Царство тьмы - [2]

Шрифт
Интервал

К такому душевному покою среднего американца не может привыкнуть недавний советский житель, у которого душа возмущена. К тому же, личные обиды и неудачи мешают нам видеть правду. Жизнь наша не удалась по вине преступников, которые воспитали нас дикарями и лишили нас всего, что дал нам Бог. И потому, на каждом шагу, при каждой новой встрече в этой стране, возвращающей нам потерю, нас волнуют разные чувства: очарования и разочарования одновременно. Мы всем поражены и ничем не бываем удовлетворены.

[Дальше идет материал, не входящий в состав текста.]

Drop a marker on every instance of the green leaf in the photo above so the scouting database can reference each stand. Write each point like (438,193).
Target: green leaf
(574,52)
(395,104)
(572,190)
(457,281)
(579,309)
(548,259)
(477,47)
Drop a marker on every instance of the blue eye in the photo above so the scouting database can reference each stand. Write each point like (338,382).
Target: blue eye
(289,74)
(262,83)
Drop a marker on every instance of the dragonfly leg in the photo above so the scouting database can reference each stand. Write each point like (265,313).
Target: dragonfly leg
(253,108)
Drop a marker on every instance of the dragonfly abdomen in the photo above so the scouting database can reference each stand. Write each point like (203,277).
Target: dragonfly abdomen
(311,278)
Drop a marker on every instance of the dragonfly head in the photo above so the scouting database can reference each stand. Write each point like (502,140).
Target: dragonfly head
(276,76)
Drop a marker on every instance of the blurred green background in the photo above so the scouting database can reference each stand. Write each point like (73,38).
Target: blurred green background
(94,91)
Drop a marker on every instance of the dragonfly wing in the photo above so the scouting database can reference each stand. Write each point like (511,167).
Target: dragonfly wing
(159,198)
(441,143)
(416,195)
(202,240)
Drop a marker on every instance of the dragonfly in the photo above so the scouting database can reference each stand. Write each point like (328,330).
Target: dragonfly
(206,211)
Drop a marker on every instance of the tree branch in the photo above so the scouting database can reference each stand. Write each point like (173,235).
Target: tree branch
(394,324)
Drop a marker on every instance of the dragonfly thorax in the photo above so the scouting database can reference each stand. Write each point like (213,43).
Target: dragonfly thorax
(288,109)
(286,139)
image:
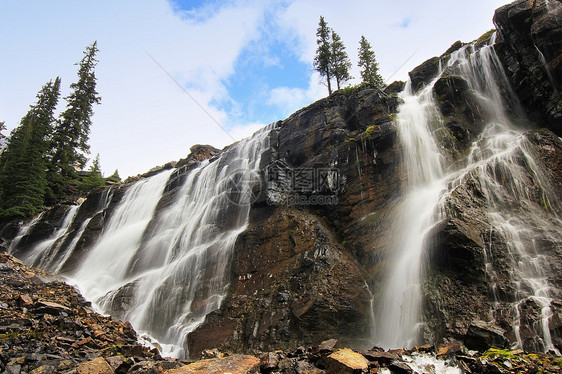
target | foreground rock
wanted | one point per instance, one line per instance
(46, 326)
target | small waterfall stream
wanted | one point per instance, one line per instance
(163, 269)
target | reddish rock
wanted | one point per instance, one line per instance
(235, 364)
(96, 366)
(380, 357)
(346, 361)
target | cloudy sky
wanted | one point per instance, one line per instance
(174, 73)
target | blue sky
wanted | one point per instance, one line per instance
(169, 71)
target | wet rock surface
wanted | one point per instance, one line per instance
(302, 271)
(530, 48)
(46, 326)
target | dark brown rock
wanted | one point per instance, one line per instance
(528, 30)
(483, 335)
(424, 73)
(235, 364)
(346, 361)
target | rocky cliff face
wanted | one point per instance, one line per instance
(311, 261)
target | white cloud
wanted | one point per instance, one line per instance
(145, 118)
(290, 99)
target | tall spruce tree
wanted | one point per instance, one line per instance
(339, 60)
(70, 139)
(368, 64)
(23, 164)
(323, 60)
(94, 179)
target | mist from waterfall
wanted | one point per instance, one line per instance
(502, 162)
(163, 268)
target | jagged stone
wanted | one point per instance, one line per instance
(235, 364)
(327, 345)
(449, 350)
(380, 357)
(96, 366)
(483, 335)
(527, 30)
(398, 367)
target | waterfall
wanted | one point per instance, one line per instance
(24, 231)
(44, 253)
(181, 272)
(163, 265)
(501, 160)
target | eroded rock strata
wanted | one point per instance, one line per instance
(303, 272)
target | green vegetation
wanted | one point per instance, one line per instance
(40, 162)
(23, 181)
(340, 60)
(322, 61)
(368, 64)
(94, 179)
(70, 137)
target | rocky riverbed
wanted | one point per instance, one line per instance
(46, 326)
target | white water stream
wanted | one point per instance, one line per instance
(502, 162)
(164, 270)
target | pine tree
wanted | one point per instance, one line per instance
(323, 61)
(368, 64)
(70, 139)
(339, 60)
(24, 162)
(94, 179)
(114, 178)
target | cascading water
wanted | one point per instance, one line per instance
(503, 163)
(23, 232)
(44, 253)
(397, 313)
(165, 269)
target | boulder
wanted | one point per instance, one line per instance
(96, 366)
(424, 73)
(345, 361)
(530, 49)
(484, 335)
(235, 364)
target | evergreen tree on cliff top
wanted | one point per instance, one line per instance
(323, 59)
(368, 64)
(23, 164)
(70, 139)
(339, 60)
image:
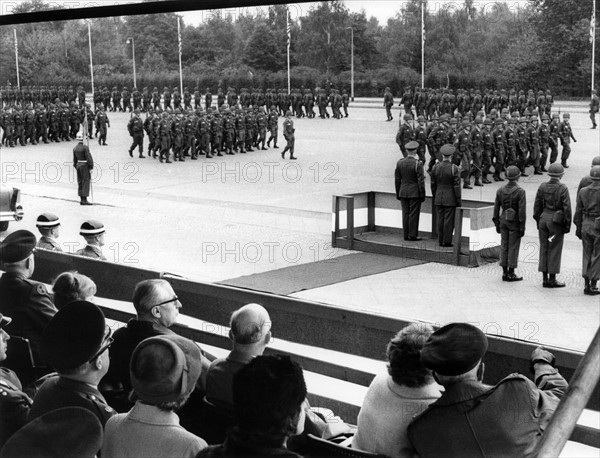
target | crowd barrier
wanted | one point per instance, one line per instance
(295, 320)
(359, 218)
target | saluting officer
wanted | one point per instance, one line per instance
(587, 220)
(445, 188)
(552, 212)
(510, 224)
(410, 190)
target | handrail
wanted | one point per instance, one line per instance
(569, 409)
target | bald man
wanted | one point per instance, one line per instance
(250, 333)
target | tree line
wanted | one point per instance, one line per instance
(533, 44)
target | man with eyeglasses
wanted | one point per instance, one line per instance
(157, 308)
(75, 343)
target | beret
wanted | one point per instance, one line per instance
(454, 349)
(17, 246)
(164, 368)
(68, 432)
(447, 150)
(412, 145)
(91, 227)
(47, 220)
(73, 335)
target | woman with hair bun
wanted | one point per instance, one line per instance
(72, 286)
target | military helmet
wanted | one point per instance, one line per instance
(513, 172)
(556, 170)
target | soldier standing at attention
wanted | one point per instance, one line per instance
(445, 188)
(289, 135)
(83, 163)
(587, 220)
(594, 106)
(410, 190)
(135, 126)
(566, 134)
(552, 212)
(93, 233)
(511, 223)
(388, 103)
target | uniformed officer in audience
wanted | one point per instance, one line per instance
(510, 224)
(410, 190)
(587, 221)
(552, 212)
(446, 191)
(14, 403)
(49, 226)
(75, 343)
(93, 233)
(26, 301)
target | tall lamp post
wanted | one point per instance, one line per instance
(130, 40)
(351, 63)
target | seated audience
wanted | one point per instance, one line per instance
(72, 286)
(49, 226)
(157, 308)
(14, 404)
(268, 396)
(75, 343)
(394, 397)
(475, 419)
(164, 372)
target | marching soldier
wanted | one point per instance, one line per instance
(83, 163)
(445, 188)
(552, 212)
(135, 126)
(410, 191)
(289, 135)
(587, 221)
(566, 134)
(510, 224)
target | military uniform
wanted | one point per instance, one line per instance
(552, 212)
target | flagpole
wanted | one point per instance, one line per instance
(91, 63)
(17, 59)
(422, 44)
(289, 42)
(180, 70)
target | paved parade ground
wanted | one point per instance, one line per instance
(231, 216)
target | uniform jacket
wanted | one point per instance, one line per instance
(58, 392)
(445, 184)
(410, 178)
(14, 405)
(29, 304)
(476, 420)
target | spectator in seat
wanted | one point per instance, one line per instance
(72, 286)
(14, 404)
(164, 372)
(394, 397)
(268, 396)
(475, 419)
(75, 343)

Такие больные мысли и сопоставления особенно остро волновали меня в то время, когда я впервые подымался по движущейся лестнице на вокзале Пенсильвания в Нью Йорке. Здесь я не встретил несчастных мужичков с котомками и чайниками в очереди за билетом, как это было у нас, когда мы строили «фундамент социализма». Не было здесь голодной толпы тружеников земли, одетых в лохмотья, униженных страхом и нищетой, бегущих, Бог знает куда, от родной земли, как это было у нас, когда «фундамент социализма» уже был построен. Я не нашел здесь зала ожидания третьего класса, для черни, со смердящим запахом разложения, со спящими вповалку на холодном каменном полу едва одетыми людьми, как это было у нас, когда мы вступили в «бесклассовое общество».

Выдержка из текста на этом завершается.